The winners of the third competition of the Artificial Intelligence in Health and Care Awards, run by the NHS AI Lab in partnership with the National Institute for Health and Care Research and the Accelerated Access Collaborative, have been announced.
Nine projects will receive funding across phases 2, 3 and 4, as part of the latest round.
Phase 2 intends to support early stage concepts and prototypes, to support development and evaluation, including generated clinical safety and efficacy data. Phases 3 and 4, aims to support testing and further adoption across health and care, including helping technologies that have market authorisation already.
The projects include:
- University Hospital Coventry and Warwickshire NHS Trust – £2,517,987
The trust is leading a project to digitise 10 major NHS laboratories and create a hub containing images of patients’ cells. The new funding would encourage monitoring of these images to pick up any indications of bowel cancer.
- Royal United Hospitals Bath NHS Foundation Trust – £833,816
The trust is using AI to improve diagnosis of lung artery blockages and high blood pressure, which results in breathing difficulties.
- Mendelian Ltd – £1,430,848
Mendelian is capturing disease features from electronic health records across a patient population, matching patients to published diagnostic criteria for hundreds of rare diseases.
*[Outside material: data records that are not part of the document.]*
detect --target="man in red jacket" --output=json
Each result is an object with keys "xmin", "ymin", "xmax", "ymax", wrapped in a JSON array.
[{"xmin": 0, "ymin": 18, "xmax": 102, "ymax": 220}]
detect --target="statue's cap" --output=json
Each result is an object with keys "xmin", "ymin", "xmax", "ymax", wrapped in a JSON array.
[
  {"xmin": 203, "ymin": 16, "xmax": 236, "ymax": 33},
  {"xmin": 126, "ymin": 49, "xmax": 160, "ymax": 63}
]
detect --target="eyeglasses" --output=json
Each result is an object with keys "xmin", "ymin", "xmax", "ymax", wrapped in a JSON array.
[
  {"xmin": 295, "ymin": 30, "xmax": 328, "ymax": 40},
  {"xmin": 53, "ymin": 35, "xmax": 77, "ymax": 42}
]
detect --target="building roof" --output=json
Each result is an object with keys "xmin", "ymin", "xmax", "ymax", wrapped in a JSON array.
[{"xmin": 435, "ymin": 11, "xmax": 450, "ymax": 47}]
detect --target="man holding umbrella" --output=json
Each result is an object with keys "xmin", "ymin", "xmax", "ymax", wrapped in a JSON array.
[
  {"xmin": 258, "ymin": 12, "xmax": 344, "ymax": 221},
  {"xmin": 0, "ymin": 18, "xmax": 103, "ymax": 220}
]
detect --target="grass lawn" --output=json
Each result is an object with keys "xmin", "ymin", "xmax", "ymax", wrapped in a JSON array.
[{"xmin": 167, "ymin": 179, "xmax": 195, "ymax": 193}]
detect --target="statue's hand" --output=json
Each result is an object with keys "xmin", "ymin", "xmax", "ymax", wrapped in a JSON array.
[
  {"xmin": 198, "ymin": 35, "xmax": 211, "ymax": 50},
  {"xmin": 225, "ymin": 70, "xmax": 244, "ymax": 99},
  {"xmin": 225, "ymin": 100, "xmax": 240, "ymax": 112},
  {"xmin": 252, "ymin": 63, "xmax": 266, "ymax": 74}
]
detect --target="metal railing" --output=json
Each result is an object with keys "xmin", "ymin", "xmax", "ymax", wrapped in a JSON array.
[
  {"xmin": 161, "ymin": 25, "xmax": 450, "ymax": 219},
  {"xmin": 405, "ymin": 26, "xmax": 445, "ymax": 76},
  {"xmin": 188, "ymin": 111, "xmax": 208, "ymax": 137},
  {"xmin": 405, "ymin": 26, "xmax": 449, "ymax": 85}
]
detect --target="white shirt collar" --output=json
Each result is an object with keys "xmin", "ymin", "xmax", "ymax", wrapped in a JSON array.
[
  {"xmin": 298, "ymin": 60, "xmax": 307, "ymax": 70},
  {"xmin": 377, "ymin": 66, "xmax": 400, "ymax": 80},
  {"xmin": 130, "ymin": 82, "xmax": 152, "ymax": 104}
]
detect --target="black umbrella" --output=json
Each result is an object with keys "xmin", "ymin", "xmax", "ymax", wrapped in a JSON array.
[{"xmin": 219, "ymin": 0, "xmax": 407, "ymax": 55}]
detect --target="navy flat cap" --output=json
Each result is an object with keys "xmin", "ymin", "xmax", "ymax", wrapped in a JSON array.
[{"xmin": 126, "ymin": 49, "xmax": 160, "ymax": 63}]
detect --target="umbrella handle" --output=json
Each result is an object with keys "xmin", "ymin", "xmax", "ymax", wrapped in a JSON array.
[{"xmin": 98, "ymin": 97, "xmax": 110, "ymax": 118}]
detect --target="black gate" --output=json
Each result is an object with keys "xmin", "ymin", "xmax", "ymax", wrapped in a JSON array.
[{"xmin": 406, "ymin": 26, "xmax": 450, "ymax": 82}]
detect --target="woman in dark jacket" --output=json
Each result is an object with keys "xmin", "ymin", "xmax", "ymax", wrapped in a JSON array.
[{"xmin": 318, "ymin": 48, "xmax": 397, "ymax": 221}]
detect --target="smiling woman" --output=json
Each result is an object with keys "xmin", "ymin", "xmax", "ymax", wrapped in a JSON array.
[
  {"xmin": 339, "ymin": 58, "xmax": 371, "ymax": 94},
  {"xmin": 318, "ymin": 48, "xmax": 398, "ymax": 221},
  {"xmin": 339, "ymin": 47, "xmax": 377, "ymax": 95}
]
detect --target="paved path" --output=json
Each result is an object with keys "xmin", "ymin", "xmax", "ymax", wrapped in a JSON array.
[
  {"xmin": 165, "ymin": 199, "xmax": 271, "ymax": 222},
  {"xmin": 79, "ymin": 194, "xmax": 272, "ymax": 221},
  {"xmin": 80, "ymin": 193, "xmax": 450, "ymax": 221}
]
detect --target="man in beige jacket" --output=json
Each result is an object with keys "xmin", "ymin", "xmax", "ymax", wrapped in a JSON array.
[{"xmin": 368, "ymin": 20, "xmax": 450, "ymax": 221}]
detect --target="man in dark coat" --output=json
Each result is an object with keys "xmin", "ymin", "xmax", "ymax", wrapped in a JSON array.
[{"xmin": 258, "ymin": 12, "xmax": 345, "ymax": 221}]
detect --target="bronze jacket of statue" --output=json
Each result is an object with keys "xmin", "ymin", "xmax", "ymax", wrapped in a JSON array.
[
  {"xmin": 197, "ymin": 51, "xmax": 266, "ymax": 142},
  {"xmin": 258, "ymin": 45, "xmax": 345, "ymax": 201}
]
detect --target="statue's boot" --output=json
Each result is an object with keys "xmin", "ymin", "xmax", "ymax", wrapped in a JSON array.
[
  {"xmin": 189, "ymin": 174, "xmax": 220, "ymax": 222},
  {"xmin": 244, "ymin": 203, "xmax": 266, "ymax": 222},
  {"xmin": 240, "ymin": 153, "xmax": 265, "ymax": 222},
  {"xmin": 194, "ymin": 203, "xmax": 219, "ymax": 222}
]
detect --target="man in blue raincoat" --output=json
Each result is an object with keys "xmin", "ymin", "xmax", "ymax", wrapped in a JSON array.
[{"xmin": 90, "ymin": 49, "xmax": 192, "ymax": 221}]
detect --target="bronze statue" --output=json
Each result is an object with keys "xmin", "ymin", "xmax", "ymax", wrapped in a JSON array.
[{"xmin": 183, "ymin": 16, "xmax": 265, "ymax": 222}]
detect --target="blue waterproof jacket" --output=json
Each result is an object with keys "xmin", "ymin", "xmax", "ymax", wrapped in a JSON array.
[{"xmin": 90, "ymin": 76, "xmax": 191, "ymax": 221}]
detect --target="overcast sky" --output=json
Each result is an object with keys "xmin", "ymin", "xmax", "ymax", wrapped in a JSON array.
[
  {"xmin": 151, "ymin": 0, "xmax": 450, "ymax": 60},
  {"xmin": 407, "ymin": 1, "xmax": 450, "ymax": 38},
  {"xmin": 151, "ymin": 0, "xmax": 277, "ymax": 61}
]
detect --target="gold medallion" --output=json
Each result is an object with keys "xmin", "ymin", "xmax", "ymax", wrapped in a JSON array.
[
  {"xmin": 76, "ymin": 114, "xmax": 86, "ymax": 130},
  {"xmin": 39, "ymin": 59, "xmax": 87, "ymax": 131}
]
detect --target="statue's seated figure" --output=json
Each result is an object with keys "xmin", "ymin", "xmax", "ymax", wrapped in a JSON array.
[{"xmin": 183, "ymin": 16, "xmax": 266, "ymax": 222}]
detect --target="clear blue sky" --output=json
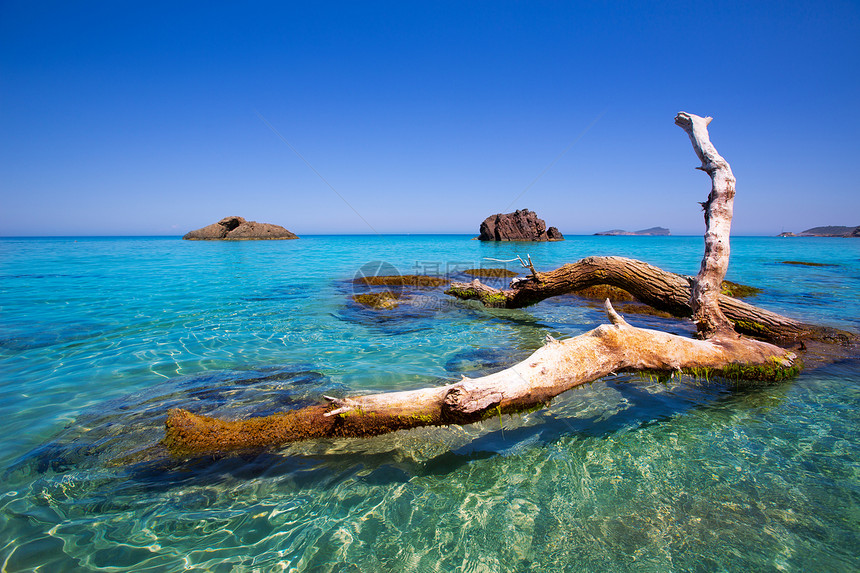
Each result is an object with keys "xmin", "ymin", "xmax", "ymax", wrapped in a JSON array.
[{"xmin": 2, "ymin": 1, "xmax": 858, "ymax": 236}]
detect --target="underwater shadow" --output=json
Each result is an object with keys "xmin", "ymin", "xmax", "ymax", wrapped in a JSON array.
[
  {"xmin": 6, "ymin": 360, "xmax": 811, "ymax": 505},
  {"xmin": 122, "ymin": 372, "xmax": 800, "ymax": 494}
]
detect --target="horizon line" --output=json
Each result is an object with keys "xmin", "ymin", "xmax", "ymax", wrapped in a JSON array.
[{"xmin": 0, "ymin": 232, "xmax": 810, "ymax": 239}]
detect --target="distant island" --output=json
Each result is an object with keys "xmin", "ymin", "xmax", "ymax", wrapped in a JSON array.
[
  {"xmin": 479, "ymin": 209, "xmax": 564, "ymax": 241},
  {"xmin": 777, "ymin": 225, "xmax": 859, "ymax": 238},
  {"xmin": 594, "ymin": 227, "xmax": 670, "ymax": 236},
  {"xmin": 183, "ymin": 216, "xmax": 299, "ymax": 240}
]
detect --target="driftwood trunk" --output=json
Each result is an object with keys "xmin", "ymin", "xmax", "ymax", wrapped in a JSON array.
[
  {"xmin": 445, "ymin": 256, "xmax": 848, "ymax": 344},
  {"xmin": 163, "ymin": 113, "xmax": 805, "ymax": 456},
  {"xmin": 164, "ymin": 302, "xmax": 798, "ymax": 454},
  {"xmin": 676, "ymin": 112, "xmax": 736, "ymax": 337}
]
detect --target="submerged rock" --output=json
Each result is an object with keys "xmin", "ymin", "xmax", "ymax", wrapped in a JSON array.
[
  {"xmin": 183, "ymin": 216, "xmax": 298, "ymax": 240},
  {"xmin": 573, "ymin": 281, "xmax": 761, "ymax": 303},
  {"xmin": 570, "ymin": 279, "xmax": 761, "ymax": 320},
  {"xmin": 352, "ymin": 292, "xmax": 401, "ymax": 310},
  {"xmin": 570, "ymin": 284, "xmax": 673, "ymax": 317},
  {"xmin": 779, "ymin": 260, "xmax": 838, "ymax": 267},
  {"xmin": 349, "ymin": 274, "xmax": 450, "ymax": 311},
  {"xmin": 463, "ymin": 268, "xmax": 520, "ymax": 278},
  {"xmin": 572, "ymin": 284, "xmax": 637, "ymax": 302},
  {"xmin": 478, "ymin": 209, "xmax": 564, "ymax": 241},
  {"xmin": 354, "ymin": 275, "xmax": 450, "ymax": 287}
]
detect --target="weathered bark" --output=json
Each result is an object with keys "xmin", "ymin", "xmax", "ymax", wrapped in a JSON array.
[
  {"xmin": 164, "ymin": 302, "xmax": 798, "ymax": 455},
  {"xmin": 445, "ymin": 256, "xmax": 850, "ymax": 344},
  {"xmin": 675, "ymin": 112, "xmax": 736, "ymax": 337},
  {"xmin": 161, "ymin": 112, "xmax": 816, "ymax": 456}
]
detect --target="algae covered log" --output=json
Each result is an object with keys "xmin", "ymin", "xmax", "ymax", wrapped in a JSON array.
[{"xmin": 164, "ymin": 301, "xmax": 799, "ymax": 455}]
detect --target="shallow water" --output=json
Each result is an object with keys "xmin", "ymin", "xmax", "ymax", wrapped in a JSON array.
[{"xmin": 0, "ymin": 235, "xmax": 858, "ymax": 571}]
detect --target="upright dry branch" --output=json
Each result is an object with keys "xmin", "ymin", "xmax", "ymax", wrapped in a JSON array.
[{"xmin": 675, "ymin": 112, "xmax": 736, "ymax": 337}]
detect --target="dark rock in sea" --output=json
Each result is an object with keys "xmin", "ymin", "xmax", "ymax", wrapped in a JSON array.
[
  {"xmin": 796, "ymin": 225, "xmax": 860, "ymax": 237},
  {"xmin": 354, "ymin": 275, "xmax": 450, "ymax": 287},
  {"xmin": 572, "ymin": 284, "xmax": 637, "ymax": 302},
  {"xmin": 779, "ymin": 260, "xmax": 839, "ymax": 267},
  {"xmin": 478, "ymin": 209, "xmax": 564, "ymax": 241},
  {"xmin": 572, "ymin": 280, "xmax": 760, "ymax": 302},
  {"xmin": 183, "ymin": 216, "xmax": 298, "ymax": 240},
  {"xmin": 463, "ymin": 268, "xmax": 520, "ymax": 278},
  {"xmin": 349, "ymin": 274, "xmax": 450, "ymax": 311},
  {"xmin": 594, "ymin": 227, "xmax": 670, "ymax": 236},
  {"xmin": 445, "ymin": 347, "xmax": 512, "ymax": 375}
]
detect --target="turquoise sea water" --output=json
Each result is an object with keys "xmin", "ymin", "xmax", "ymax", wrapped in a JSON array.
[{"xmin": 0, "ymin": 235, "xmax": 858, "ymax": 572}]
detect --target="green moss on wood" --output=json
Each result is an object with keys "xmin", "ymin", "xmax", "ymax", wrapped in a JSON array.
[
  {"xmin": 684, "ymin": 357, "xmax": 802, "ymax": 383},
  {"xmin": 482, "ymin": 293, "xmax": 509, "ymax": 307},
  {"xmin": 397, "ymin": 413, "xmax": 434, "ymax": 424},
  {"xmin": 340, "ymin": 406, "xmax": 368, "ymax": 418},
  {"xmin": 732, "ymin": 319, "xmax": 770, "ymax": 338},
  {"xmin": 444, "ymin": 285, "xmax": 478, "ymax": 299},
  {"xmin": 637, "ymin": 369, "xmax": 674, "ymax": 384},
  {"xmin": 720, "ymin": 280, "xmax": 763, "ymax": 298},
  {"xmin": 518, "ymin": 401, "xmax": 550, "ymax": 415},
  {"xmin": 443, "ymin": 285, "xmax": 511, "ymax": 307},
  {"xmin": 636, "ymin": 357, "xmax": 802, "ymax": 385}
]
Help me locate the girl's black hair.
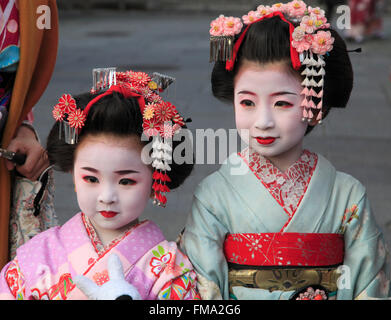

- Oxford Cancer Biomarkers Limited – £1,475,357
This group is using AI to identify biomarkers – genes which may suggest a predisposition to certain diseases – in screening to help clinicians deliver personalised care to patients with colorectal cancer.
- Icometrix – £1,417,658
This company is developing a range of AI products to assist with the treatment and monitoring of neurological disorders such as brain trauma, epilepsy, stroke, dementia, and Alzheimer’s disease.
- Cibiltech – £1,141,441
Cibiltech is developing digital solutions for medicine in kidney transplants. Their AI-based algorithm helps surgeons to adjust specific treatments to improve patient outcomes, by predicting the outcome of a kidney transplant to aid decision making.
- University of Bristol (Tommy’s App) – £1,869,493
A consortium led by the University of Bristol has developed an online medical tool which is identifying pregnant women who are most at risk of giving birth prematurely or of developing complications that could lead to stillbirth.
- Medtronic Limited – £2,450,694
Medtronic is developing an AI-based medical device called GI Genius, which has been trained to process colonoscopy images and detect signs of cancer.
- Ibex Medical Analytics Ltd – £1,542,993
Ibex’s technology analyses images of tissue extracts and helps pathologists determine the presence of cancer, allowing them to complete recordings more quickly.
£1 million in funding has also been agreed to support evaluations of the technologies.